Democrats in Arkansas Tried to Buy Votes With Booze

Have an apathetic electorate? One solution, VODKA FOR VOTES! The plan was to influence and an election in eastern Arkansas by having the voters, well, under the influence. The former Democratic Rep. Hudson Hallum who’s awaiting sentencing in the scandal, said today:

I guess I always knew all along it was wrong, but I really didn’t think it was that big a deal, I always heard … that’s what everybody did.”

Hallum, along with three other members of his staff, pleaded guilty on federal charges of conspiracy to commit election during the election that put him in office in 2011. In total, nine members of the local Democratic party have been charged in relation to the scheme.

The charges came down from the state capital in Little Rock, where, according to the U.S. attorney’s office, Hallum told co-defendant Phillip Wayne Carter, a West Memphis Councilman:

We need to use that black limo and buy a couple of cases of some cheap vodka and whiskey to get people to vote.
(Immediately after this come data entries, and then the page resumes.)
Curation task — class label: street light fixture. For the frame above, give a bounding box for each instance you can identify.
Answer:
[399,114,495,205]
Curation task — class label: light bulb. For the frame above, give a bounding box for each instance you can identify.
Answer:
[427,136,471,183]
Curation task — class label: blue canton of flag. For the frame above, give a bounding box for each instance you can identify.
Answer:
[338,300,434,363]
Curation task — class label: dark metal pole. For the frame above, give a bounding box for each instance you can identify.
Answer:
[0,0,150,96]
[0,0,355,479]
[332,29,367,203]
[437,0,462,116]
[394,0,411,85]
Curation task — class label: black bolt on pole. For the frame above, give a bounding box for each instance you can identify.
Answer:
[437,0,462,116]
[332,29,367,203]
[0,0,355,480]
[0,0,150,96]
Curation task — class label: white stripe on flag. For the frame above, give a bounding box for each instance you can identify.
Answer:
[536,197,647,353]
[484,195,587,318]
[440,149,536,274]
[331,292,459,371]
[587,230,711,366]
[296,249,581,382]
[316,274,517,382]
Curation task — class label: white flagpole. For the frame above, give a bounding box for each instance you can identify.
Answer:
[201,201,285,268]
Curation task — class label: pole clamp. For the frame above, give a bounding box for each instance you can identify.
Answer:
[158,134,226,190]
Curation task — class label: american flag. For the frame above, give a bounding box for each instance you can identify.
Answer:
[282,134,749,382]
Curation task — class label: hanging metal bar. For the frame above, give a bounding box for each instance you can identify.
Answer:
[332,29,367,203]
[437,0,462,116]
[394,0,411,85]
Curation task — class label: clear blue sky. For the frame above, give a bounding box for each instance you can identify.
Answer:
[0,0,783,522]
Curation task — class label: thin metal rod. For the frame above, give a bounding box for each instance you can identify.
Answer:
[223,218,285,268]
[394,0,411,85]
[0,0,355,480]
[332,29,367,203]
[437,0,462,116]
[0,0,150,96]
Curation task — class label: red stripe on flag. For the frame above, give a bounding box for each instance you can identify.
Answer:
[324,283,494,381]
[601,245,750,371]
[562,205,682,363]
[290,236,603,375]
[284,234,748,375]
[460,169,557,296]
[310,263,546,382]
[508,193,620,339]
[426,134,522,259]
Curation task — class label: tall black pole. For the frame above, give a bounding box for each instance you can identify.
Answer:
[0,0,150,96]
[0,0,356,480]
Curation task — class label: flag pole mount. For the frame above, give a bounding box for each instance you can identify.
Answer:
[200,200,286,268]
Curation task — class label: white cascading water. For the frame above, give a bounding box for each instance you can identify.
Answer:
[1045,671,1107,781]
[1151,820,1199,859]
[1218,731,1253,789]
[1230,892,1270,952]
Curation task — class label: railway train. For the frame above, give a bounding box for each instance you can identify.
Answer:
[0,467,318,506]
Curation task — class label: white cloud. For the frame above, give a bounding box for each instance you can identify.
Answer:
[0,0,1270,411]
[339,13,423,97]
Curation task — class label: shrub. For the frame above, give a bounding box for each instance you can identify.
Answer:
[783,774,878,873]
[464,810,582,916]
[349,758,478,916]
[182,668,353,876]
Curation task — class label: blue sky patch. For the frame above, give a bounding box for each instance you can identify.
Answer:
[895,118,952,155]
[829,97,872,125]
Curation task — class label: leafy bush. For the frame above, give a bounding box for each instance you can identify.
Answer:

The attorney’s office are saying that the Hallum camp bought liquor wholesale from a distributor in Memphis, Tennessee, purchasing 100 half pints of vodka for $200. Carter allegedly further added:

Folk gonna vote for whoever pay them,”

The Democrats in the area eventually reneged on the booze plan, but did illegally give money and food to potential voters. Hallum, along with his father, were further convicted of destroying votes for his Republican opponent.

Hallum picked up the victory with a margin of 394 to 67. His opponent Kim Felker spoke to Fox News about the scandal:

I was horrified,this is not a third-world country, this is east Arkansas, and this is something you hear of in another part of the world. … The people in our district have been duped, really. And we are the ones who are suffering.”

The rap sheet goes on, Hallum submitted absentee ballots on behalf of voters who didn’t vote. How Hallum got caught was that a Republican voter offered to do the same things for Felker. Felker, being of better moral standing, declined.

Felker, and the Republican party, are turning in the issue into a clear example of “Voter Fraud”, something the Democrats are adamant isn’t a concern. Felker continued:

“I think my votes were not turned in, I had always been suspicious of that, but I thought maybe it was only a case of several, but I was shocked.”

Felker said the experience has taught her that those who claim there is no voter fraud in the country should “come to my house and talk to me. There is voter fraud.”

“The most fundamental rights we enjoy as American citizens include the ability to vote,” declared U.S. Attorney Jane Duke, who prosecuted the federal case. “Voter fraud schemes … have the devastating effect of eroding public confidence in elected officials and disenfranchising voters.”

And regarding voter fraud, she said:

Don’t just sit back and take it. If something is not right in our voting system, and it is messing with our democracy, you’ve got to step up and do something about it, because that’s your most basic right, your vote. If that is compromised, then you are going to see democracy disappearing.”